Facebook’s CEO appeared before US lawmakers and expressed his concerns on TikTok’s censorship, an issue that his own company hires scores of employees with the sole intention of monitoring content and effectively censoring political subjects of different nature while promoting with ever-changing algorithms some other contents.
US Congress Probes Chicoms Security Issues
New York Democrat Senator Chuck Schumer and Arizona Republican Senator Tom Cotton asked the Director of National Intelligence to open an investigation on Chinese-owned TikTok.
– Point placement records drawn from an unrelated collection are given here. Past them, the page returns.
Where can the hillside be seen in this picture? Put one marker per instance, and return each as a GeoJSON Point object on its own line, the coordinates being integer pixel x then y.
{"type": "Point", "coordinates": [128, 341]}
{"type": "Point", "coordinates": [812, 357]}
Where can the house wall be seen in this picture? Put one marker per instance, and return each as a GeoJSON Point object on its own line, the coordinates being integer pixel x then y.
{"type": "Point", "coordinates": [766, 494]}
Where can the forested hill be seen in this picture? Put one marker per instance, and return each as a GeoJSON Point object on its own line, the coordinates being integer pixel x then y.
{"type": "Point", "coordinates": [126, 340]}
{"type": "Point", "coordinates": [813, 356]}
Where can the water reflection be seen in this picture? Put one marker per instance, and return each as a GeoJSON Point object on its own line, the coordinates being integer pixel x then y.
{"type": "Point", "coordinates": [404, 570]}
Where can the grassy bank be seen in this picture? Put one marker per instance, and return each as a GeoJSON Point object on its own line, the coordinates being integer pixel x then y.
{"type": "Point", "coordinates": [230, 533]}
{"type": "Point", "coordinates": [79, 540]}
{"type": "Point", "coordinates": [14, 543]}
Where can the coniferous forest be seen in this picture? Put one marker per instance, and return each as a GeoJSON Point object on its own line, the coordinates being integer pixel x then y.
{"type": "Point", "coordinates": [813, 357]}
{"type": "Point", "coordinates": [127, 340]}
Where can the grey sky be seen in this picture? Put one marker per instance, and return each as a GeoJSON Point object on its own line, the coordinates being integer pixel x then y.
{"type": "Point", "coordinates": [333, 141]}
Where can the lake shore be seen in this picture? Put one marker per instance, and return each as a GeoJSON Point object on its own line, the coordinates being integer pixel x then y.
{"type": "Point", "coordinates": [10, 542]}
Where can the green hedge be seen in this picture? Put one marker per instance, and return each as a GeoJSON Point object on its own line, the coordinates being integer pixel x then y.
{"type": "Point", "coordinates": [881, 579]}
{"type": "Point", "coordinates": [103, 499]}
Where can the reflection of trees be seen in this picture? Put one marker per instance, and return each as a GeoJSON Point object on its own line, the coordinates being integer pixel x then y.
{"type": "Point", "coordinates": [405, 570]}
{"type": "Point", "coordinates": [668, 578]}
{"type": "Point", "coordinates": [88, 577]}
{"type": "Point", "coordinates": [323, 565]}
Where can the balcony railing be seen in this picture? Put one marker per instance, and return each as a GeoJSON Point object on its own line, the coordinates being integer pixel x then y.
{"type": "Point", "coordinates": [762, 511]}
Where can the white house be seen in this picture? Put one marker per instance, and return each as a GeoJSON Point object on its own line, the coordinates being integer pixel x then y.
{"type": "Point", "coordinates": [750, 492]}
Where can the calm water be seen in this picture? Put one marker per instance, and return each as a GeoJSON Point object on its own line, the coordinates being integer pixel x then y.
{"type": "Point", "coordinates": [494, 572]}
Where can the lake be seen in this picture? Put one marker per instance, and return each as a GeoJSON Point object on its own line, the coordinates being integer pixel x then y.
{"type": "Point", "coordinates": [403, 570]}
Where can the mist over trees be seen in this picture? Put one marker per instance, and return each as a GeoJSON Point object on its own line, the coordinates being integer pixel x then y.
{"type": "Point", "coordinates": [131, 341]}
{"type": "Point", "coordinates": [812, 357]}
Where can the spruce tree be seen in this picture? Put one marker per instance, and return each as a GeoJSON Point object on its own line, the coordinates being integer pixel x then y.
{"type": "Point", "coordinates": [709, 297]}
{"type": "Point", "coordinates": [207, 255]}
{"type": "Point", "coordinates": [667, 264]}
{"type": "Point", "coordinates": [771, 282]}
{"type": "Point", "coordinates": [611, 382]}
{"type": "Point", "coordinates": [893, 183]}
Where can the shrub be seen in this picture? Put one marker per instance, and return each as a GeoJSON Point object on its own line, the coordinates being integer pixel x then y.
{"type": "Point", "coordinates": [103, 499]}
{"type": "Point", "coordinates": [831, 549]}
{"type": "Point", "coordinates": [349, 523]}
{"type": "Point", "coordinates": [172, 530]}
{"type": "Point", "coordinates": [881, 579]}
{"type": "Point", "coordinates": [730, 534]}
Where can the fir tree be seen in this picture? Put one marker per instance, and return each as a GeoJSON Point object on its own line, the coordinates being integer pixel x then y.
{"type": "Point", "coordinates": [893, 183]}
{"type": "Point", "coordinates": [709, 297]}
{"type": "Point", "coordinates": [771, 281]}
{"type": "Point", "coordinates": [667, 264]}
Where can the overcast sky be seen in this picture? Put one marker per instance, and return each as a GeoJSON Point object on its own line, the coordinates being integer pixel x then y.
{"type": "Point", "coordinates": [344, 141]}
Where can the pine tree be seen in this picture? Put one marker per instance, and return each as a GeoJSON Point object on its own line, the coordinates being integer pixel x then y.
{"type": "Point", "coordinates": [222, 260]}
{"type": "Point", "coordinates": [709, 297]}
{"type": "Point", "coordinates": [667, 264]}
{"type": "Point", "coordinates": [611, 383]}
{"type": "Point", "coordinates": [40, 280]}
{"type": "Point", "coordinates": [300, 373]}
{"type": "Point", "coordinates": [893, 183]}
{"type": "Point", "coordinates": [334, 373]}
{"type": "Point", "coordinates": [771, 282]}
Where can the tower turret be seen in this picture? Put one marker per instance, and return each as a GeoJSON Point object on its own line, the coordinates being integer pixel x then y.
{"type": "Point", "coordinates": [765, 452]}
Florida Republican Senator Marco Rubio also called for a content censorship oversight probe.
TikTok Faces US Fire Sale Mandate
Deepening the unfavorable trade war that the United States faces with the People´s Republic of China, whose Communist Party —after decades of all sorts of horrid human rights abuses, and corrupt practices of all sorts— chose to embrace the most savage forms of capitalism known to man and developed a corporate archipelago of shell companies whose tentacles allow them to tilt popular opinion and perception of their unethical practices in their favor.
Societal Behavior Drives Social Network Demand
The US government issued —a questionable, under the eyes of the Israeli-influenced think tank ACLU— a mandate calling upon TikTok to sever its ties with its Chinese puppet master company or face a total ban in the United States. Chinese official narrative remains the same: They stand by their companies and consider the move an unfair practice, proceeded to display shows of support with TikTok CEO saying “they’re not going anywhere”, followed by millions of users saying “good-bye” while proudly showing their support for TikTok, blind and deaf to obvious censorship and cyber-espionage accusations. Another proof on how the excessive exposure to social media creates a dull, easily manipulable society that’s either willing to pick up on the talking points or, in the case of TikTok, happily indulge in posting content until another platform, offering the same services pops up and offers the same.
Millennials and Generation Z segments of the population move significant segments of the content and drive demand. Social network use is a recent event within the history of mankind. Humans began to use computers with interconnected data traffic networks. Data consumption aims to improve day-to-day operations. One of the reasons TikTok exploded in popularity was because it allows for certain expressions and cultural manifestations. And its popularity increased further as pop culture idols used it as fertile ground for their follower base.